What A Terrible Economy

Wait a second. I thought that job creation had suffered under W. So let's explain this...

The unemployment rate dipped in June to its lowest level in nearly four years as employers expanded payrolls modestly, a sign that the nation's job market is plugging — not powering — ahead. Wall Street rallied.

The latest employment snapshot from the Labor Department on Friday supported the view of Federal Reserve Chairman Alan Greenspan and his colleagues that the economy is in good shape and the labor market is gradually improving despite high energy prices.

The civilian unemployment rate dropped to 5 percent in June, down a notch from 5.1 percent in May and the lowest since September 2001. The jobless rate has drifted downward after hitting 6.3 percent in June 2003, its highest point during the economic recovery.

Payroll growth, on the other hand, has been choppy from month to month. Employers added 146,000 new jobs in June, up from 104,000 in May.

"A lean, mean jobs machine this economy is not," said Joel Naroff, president of Naroff Economic Advisors. "But jobs are being created and the unemployment rate is falling so you really cannot complain too much."

Although economists were forecasting a more robust gain — of around 195,000 jobs — for June, their disappointment was tempered by what turned out to be better job growth in April and May. Employers added 44,000 more jobs in those two months combined than the government had previously estimated, according to revised figures released Friday.

On Wall Street, investors buoyed by the jobs news said it suggested the economy is advancing at a modest pace that won't fan inflation. The Dow Jones industrials soared 146.85 points to close at 10,449.14.

For the first half of this year, job growth has averaged 181,000 a month, close to the average 183,000 jobs created each month in 2004. "That's an amazingly steady and healthy pace," said Stuart Hoffman, chief economist at PNC Financial Services Group. "Is 180,000-plus jobs a month great? No. It is good and solid? Yes."
(hat tip: Instapundit) As someone who thinks fiscal policy is not as crucial to job creation as monetary policy, I'll refrain from gloating. Bush created the conditions for a good economy, thanks to the tax cuts, and Greenspan and the Fed did the heavy lifting.

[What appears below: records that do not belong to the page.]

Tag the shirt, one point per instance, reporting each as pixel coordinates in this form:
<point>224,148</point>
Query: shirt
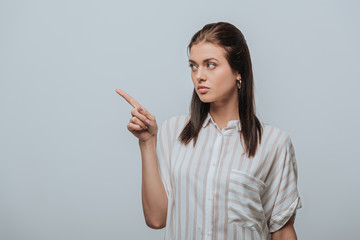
<point>216,192</point>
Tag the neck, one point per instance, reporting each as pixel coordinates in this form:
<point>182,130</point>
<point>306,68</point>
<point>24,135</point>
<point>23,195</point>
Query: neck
<point>222,113</point>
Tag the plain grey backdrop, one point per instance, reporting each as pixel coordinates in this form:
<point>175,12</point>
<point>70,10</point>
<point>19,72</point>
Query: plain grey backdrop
<point>70,169</point>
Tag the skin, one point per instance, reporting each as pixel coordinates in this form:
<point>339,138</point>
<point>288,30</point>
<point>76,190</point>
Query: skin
<point>210,68</point>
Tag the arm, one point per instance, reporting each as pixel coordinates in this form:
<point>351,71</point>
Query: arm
<point>287,232</point>
<point>154,197</point>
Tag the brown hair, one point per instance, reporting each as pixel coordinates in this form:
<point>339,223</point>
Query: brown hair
<point>237,54</point>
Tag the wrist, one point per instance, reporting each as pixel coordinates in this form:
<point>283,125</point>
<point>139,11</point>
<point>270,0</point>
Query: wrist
<point>149,142</point>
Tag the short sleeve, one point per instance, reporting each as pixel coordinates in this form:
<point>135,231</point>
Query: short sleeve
<point>163,150</point>
<point>286,197</point>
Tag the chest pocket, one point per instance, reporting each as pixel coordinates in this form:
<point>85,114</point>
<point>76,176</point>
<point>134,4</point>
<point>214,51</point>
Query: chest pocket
<point>244,202</point>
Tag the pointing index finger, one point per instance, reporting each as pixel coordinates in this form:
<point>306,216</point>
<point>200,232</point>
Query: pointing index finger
<point>128,98</point>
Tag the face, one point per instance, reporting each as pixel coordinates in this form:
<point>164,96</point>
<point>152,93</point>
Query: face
<point>210,68</point>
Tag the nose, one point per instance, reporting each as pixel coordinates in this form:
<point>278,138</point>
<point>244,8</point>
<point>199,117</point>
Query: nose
<point>200,75</point>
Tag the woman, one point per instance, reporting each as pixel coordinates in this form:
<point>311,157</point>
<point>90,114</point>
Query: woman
<point>217,173</point>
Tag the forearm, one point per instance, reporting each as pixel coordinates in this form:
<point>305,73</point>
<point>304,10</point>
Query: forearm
<point>154,197</point>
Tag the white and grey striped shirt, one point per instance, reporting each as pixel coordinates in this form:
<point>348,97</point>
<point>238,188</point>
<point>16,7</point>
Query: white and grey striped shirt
<point>216,192</point>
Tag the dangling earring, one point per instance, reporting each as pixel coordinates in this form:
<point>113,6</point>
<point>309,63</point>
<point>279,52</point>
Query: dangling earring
<point>239,83</point>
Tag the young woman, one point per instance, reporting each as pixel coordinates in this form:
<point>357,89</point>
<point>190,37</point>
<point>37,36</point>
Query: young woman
<point>218,172</point>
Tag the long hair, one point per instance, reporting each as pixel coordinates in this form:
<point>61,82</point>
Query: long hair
<point>237,54</point>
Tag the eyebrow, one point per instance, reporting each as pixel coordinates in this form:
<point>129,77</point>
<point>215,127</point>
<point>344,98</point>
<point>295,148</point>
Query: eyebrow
<point>206,60</point>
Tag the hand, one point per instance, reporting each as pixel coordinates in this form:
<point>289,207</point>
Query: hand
<point>142,124</point>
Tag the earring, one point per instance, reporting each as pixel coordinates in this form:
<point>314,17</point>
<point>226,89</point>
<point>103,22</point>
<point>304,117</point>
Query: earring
<point>239,84</point>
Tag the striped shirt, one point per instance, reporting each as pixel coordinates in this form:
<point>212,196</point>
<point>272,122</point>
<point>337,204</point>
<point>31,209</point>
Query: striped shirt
<point>216,192</point>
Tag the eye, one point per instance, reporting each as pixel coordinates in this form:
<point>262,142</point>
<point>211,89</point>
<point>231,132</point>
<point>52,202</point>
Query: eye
<point>211,65</point>
<point>192,66</point>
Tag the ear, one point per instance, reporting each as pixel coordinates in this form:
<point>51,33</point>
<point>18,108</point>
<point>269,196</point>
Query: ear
<point>238,76</point>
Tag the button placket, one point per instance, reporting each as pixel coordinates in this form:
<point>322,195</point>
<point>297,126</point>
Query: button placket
<point>217,148</point>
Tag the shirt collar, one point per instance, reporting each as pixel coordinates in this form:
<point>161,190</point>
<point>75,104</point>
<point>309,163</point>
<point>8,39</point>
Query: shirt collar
<point>231,123</point>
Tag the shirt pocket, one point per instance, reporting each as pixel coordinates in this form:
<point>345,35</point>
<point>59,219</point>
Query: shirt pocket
<point>244,201</point>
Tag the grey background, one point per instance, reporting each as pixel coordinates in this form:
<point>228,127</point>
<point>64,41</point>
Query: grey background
<point>70,169</point>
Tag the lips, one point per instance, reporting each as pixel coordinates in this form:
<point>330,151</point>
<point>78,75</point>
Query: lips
<point>202,87</point>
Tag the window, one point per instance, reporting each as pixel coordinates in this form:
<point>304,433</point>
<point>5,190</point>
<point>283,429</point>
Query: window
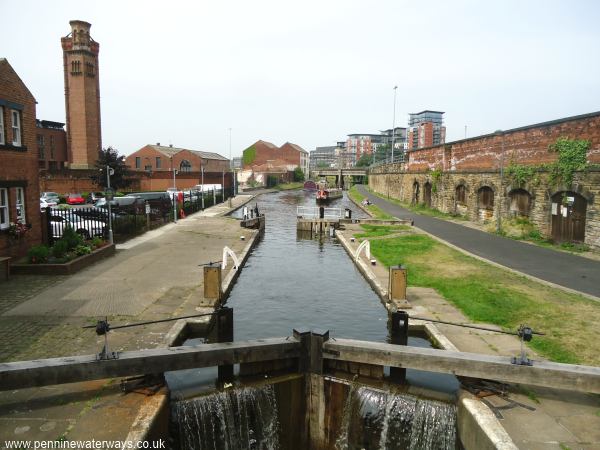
<point>185,166</point>
<point>4,219</point>
<point>41,152</point>
<point>16,125</point>
<point>2,125</point>
<point>20,204</point>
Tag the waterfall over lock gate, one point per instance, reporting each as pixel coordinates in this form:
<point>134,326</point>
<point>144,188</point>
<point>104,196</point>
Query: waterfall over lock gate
<point>379,420</point>
<point>245,418</point>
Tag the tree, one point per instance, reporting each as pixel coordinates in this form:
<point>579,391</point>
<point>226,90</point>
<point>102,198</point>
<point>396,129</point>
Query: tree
<point>110,157</point>
<point>298,174</point>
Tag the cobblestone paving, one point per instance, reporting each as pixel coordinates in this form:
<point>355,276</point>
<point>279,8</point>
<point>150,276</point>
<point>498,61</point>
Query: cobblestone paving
<point>20,288</point>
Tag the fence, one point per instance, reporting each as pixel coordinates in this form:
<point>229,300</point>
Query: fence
<point>311,212</point>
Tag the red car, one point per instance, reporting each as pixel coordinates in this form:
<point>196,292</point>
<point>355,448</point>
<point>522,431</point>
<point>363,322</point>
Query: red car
<point>75,199</point>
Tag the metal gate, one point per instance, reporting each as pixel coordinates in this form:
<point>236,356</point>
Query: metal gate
<point>427,195</point>
<point>568,217</point>
<point>415,200</point>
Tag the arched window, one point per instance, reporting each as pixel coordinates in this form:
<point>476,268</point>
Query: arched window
<point>461,194</point>
<point>185,166</point>
<point>520,202</point>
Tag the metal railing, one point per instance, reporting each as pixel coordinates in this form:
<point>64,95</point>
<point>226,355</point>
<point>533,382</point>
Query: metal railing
<point>312,212</point>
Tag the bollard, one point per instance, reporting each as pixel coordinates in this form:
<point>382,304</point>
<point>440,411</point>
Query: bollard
<point>399,336</point>
<point>212,282</point>
<point>225,334</point>
<point>397,283</point>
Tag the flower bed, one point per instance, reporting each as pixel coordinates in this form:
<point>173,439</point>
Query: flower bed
<point>67,268</point>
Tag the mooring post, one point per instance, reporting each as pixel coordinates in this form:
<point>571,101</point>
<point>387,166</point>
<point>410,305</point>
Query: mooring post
<point>212,282</point>
<point>225,334</point>
<point>399,335</point>
<point>397,284</point>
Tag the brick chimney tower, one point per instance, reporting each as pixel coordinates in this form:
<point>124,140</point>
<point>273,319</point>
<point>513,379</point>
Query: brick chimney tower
<point>82,96</point>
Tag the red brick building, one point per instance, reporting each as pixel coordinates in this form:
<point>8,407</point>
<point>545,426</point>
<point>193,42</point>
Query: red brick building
<point>19,188</point>
<point>82,96</point>
<point>51,145</point>
<point>265,153</point>
<point>154,166</point>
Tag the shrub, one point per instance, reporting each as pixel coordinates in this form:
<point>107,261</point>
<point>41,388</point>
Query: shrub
<point>97,241</point>
<point>72,238</point>
<point>60,249</point>
<point>38,254</point>
<point>81,250</point>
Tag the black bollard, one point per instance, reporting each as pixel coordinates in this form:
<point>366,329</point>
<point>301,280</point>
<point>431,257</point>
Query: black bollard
<point>399,335</point>
<point>225,334</point>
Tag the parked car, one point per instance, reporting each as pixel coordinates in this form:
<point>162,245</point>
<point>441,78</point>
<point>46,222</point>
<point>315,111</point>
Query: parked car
<point>75,199</point>
<point>160,202</point>
<point>47,195</point>
<point>87,228</point>
<point>118,202</point>
<point>93,197</point>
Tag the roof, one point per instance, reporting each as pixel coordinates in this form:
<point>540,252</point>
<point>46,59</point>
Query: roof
<point>295,147</point>
<point>427,110</point>
<point>170,151</point>
<point>4,62</point>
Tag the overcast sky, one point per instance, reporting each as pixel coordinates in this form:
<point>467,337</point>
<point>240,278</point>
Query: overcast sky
<point>311,72</point>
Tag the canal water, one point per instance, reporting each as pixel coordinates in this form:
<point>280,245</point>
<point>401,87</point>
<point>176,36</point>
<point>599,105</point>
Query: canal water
<point>290,282</point>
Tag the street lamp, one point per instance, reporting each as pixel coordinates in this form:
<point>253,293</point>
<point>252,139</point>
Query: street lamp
<point>202,170</point>
<point>394,124</point>
<point>174,192</point>
<point>109,171</point>
<point>498,209</point>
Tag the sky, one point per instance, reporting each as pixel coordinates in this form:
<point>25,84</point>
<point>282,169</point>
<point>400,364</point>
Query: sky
<point>311,72</point>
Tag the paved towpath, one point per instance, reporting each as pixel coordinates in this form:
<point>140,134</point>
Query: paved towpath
<point>565,269</point>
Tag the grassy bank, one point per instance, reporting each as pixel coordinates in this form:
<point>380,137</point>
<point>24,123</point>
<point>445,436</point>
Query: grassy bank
<point>375,211</point>
<point>488,294</point>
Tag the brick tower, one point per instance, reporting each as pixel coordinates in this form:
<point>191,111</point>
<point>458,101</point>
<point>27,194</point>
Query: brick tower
<point>82,96</point>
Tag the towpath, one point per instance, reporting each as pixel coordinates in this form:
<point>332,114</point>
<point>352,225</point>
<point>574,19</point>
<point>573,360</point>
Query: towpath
<point>561,268</point>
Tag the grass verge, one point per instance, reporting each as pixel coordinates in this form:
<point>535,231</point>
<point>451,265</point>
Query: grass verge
<point>485,293</point>
<point>376,212</point>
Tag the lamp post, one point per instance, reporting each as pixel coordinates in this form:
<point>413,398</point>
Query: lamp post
<point>394,124</point>
<point>109,171</point>
<point>174,192</point>
<point>202,171</point>
<point>500,195</point>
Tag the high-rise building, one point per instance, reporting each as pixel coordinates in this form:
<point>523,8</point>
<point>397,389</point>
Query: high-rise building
<point>426,129</point>
<point>82,96</point>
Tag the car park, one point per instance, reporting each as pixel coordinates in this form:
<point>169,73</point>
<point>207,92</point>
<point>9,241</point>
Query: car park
<point>75,199</point>
<point>87,228</point>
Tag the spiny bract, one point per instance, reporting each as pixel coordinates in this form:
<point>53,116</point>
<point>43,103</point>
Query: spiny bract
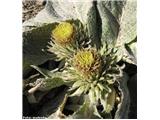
<point>87,61</point>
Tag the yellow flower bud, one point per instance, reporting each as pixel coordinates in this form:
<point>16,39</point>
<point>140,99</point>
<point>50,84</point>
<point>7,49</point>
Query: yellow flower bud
<point>63,33</point>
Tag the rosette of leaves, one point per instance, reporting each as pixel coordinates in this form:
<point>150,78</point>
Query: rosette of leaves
<point>98,34</point>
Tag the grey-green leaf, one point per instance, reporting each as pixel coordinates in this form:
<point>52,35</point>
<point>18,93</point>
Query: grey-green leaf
<point>34,42</point>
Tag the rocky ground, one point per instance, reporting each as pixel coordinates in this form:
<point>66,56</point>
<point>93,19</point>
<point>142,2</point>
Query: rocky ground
<point>30,8</point>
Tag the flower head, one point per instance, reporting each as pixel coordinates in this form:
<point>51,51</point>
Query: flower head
<point>88,62</point>
<point>63,33</point>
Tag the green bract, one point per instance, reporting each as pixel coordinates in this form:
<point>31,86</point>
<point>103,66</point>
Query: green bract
<point>80,50</point>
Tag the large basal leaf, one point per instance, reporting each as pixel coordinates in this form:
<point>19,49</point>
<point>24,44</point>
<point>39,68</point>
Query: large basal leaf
<point>34,42</point>
<point>60,10</point>
<point>86,111</point>
<point>127,35</point>
<point>128,19</point>
<point>109,12</point>
<point>123,106</point>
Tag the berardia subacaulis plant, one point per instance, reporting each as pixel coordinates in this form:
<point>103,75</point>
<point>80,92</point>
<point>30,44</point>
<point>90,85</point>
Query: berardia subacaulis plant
<point>95,70</point>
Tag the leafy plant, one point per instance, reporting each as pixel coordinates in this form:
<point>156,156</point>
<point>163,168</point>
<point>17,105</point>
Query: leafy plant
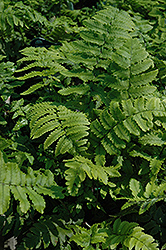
<point>83,142</point>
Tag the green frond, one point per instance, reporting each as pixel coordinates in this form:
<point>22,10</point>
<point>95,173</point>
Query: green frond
<point>79,167</point>
<point>63,126</point>
<point>81,90</point>
<point>26,188</point>
<point>116,125</point>
<point>129,235</point>
<point>140,240</point>
<point>152,139</point>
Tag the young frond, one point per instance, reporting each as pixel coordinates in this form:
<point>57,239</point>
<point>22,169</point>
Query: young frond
<point>117,123</point>
<point>62,126</point>
<point>80,167</point>
<point>25,187</point>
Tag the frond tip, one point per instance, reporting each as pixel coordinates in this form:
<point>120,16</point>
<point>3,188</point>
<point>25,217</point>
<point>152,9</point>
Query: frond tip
<point>63,126</point>
<point>25,187</point>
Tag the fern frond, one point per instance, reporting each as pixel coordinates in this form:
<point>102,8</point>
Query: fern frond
<point>130,235</point>
<point>116,125</point>
<point>64,126</point>
<point>79,167</point>
<point>25,187</point>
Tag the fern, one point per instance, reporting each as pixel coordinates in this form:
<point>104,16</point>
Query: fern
<point>66,127</point>
<point>153,193</point>
<point>80,167</point>
<point>116,123</point>
<point>23,186</point>
<point>130,235</point>
<point>87,238</point>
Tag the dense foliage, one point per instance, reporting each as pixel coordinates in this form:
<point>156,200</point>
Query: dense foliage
<point>82,125</point>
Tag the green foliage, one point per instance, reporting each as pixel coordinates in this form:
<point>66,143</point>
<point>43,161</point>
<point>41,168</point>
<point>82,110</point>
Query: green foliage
<point>33,184</point>
<point>79,167</point>
<point>82,125</point>
<point>130,235</point>
<point>65,126</point>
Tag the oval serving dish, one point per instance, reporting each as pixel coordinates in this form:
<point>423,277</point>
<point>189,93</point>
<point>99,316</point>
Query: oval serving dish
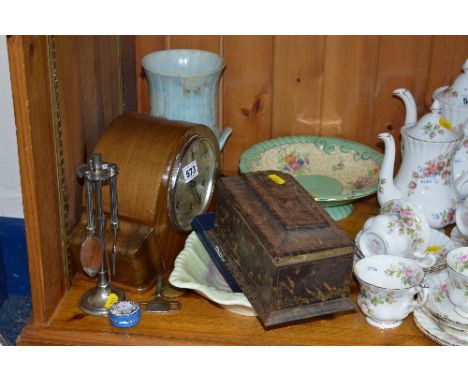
<point>194,269</point>
<point>334,171</point>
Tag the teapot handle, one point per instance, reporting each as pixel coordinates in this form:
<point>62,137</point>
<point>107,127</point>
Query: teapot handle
<point>439,90</point>
<point>460,182</point>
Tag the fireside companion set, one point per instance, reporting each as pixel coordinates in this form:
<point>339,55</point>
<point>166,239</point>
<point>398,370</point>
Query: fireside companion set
<point>272,247</point>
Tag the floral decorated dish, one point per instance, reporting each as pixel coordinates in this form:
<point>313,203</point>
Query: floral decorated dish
<point>194,269</point>
<point>437,319</point>
<point>335,171</point>
<point>436,331</point>
<point>440,308</point>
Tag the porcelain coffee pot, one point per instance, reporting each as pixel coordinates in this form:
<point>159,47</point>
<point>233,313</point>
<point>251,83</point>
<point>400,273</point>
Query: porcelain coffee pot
<point>454,98</point>
<point>425,177</point>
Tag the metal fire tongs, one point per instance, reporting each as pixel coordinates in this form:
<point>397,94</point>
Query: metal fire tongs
<point>95,173</point>
<point>159,304</point>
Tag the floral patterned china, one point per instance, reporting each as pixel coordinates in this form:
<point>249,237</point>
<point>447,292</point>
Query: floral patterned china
<point>425,174</point>
<point>458,238</point>
<point>438,305</point>
<point>398,230</point>
<point>389,289</point>
<point>335,171</point>
<point>194,269</point>
<point>457,266</point>
<point>439,245</point>
<point>454,98</point>
<point>436,331</point>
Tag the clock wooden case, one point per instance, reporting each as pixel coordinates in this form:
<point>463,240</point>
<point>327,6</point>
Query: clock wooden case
<point>151,153</point>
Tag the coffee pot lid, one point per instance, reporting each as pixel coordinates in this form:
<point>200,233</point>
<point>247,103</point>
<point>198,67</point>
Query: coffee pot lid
<point>457,93</point>
<point>432,127</point>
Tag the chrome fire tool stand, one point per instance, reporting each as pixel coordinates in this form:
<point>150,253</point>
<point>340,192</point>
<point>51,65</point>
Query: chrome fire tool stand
<point>95,173</point>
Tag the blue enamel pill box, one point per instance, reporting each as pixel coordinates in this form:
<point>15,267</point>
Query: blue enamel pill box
<point>124,314</point>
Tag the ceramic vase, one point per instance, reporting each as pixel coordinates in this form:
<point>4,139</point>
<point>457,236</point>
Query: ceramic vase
<point>183,85</point>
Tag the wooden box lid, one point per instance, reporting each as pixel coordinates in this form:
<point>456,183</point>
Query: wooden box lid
<point>283,214</point>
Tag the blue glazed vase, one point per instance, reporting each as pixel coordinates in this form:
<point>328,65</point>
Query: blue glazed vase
<point>183,85</point>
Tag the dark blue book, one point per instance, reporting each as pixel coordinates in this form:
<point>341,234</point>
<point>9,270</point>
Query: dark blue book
<point>203,227</point>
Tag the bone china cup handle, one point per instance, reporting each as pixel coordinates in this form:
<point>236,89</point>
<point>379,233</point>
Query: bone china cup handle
<point>461,218</point>
<point>460,181</point>
<point>420,255</point>
<point>423,294</point>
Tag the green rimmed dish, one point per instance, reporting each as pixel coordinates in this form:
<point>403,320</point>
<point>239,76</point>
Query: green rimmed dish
<point>335,171</point>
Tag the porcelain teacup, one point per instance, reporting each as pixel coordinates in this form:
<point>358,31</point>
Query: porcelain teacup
<point>461,217</point>
<point>398,231</point>
<point>457,265</point>
<point>389,289</point>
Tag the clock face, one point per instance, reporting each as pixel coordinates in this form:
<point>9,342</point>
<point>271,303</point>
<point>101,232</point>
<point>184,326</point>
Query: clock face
<point>192,182</point>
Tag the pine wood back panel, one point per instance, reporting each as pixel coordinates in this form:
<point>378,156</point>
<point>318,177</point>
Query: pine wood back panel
<point>319,85</point>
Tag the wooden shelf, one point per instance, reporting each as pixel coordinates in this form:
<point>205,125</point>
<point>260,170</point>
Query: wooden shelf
<point>201,322</point>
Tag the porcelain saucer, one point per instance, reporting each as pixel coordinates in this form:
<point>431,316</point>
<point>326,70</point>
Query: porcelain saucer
<point>439,306</point>
<point>436,331</point>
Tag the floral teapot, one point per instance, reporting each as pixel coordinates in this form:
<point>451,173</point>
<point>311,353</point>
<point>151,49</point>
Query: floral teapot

But darn those tax cuts -- take a look at the deficit. If only they'd raise taxes, they'd lower that darn deficit... or, maybe not...

Rising tax payments and a growing economy may push the U.S. federal deficit down to $325 billion or lower, a 24 percent decline from the previous estimate, the Congressional Budget Office said.

The agency, in a monthly snapshot for fiscal 2005 that ends on Sept. 30, said tax payments and spending were running ahead of the year-ago pace. As a result this year's deficit ``will be significantly less than $350 billion, perhaps below $325 billion.''

The White House is scheduled to issue its revised estimates on tax collections, spending and the deficit on July 13. In February, White House budget director Joshua Bolten forecast a deficit of $427 billion, about 3.5 percent of the nation's gross domestic product.

"Treasury receipts have been skyrocketing since April,'' and in June "corporate receipts will lead this boon,'' said Ellen M. Beeson, an economist at the Bank of Tokyo-Mitsubishi Ltd. in New York, in an interview before the report. Her firm expects the July 13 report to forecast a 2005 deficit of $315 billion to $330 billion.
All right, enough sarcasm. But let's review -- increased revenue due to a booming economy which was stimulated in part by those tax cuts. Man, that's just a killer idea -- maybe if we can convince Congress to cut spending, we'd really be in good shape.